Linden Lumber Division, Summer & Co. v. NLRBAnnotate this Case
419 U.S. 301 (1974)
U.S. Supreme Court
Linden Lumber Division, Summer & Co. v. NLRB, 419 U.S. 301 (1974)
Linden Lumber Division, Summer & Co. v.
National Labor Relations Board
Argued November 18, 1974
Decided December 23, 1974
419 U.S. 301
An employer who has not engaged in an unfair labor practice impairing the electoral process does not commit a violation of § 8(a)(5) of the National Labor Relations Act simply because he refuses to accept evidence of the union's majority status other than the results of a Board election.

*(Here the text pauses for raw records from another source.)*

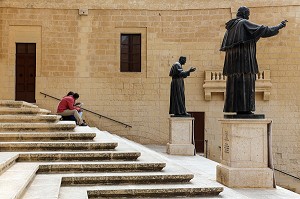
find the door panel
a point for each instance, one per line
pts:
(25, 71)
(199, 131)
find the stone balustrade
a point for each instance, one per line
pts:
(215, 82)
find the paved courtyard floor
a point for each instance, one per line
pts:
(206, 168)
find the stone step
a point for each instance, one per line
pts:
(126, 178)
(45, 136)
(14, 181)
(23, 110)
(78, 156)
(156, 191)
(16, 104)
(59, 126)
(55, 146)
(44, 187)
(7, 159)
(29, 118)
(100, 167)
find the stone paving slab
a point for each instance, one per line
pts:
(44, 187)
(56, 146)
(23, 110)
(45, 136)
(92, 167)
(23, 118)
(146, 192)
(16, 104)
(7, 159)
(79, 156)
(14, 181)
(17, 127)
(144, 178)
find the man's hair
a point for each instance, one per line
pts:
(182, 59)
(76, 95)
(70, 93)
(243, 12)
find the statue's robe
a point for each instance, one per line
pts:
(240, 65)
(177, 96)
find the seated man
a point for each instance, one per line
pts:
(66, 108)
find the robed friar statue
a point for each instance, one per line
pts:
(240, 65)
(177, 95)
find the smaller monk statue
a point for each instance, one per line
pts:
(177, 96)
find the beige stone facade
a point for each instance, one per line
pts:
(81, 53)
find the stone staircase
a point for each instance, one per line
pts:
(44, 158)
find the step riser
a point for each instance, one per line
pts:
(155, 193)
(96, 168)
(47, 139)
(16, 104)
(22, 137)
(57, 146)
(27, 120)
(35, 129)
(106, 180)
(75, 157)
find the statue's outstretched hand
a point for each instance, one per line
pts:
(192, 69)
(283, 24)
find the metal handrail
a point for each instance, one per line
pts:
(126, 125)
(287, 174)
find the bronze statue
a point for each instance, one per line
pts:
(177, 96)
(240, 65)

At least in the absence of any agreement to permit majority status to be determined by means other than a Board election, a union that is refused recognition despite authorization cards or other such evidence purporting to show that it represents a majority of the employees has the burden of taking the next step and invoking the Board's election procedure. Pp. 419 U. S. 303-310.
159 U.S.App.D.C. 228, 487 li'.2d 1099, reversed.
DOUGLAS, J., delivered the opinion of the Court, in which BURGER, C.J., and BRENNAN, BLACKMUN, and REHNQUIST, JJ., joined. STEWART, J., filed a dissenting opinion, in which WHITE, MARSHALL, and POWELL, JJ., joined, post, p. 419 U. S. 310.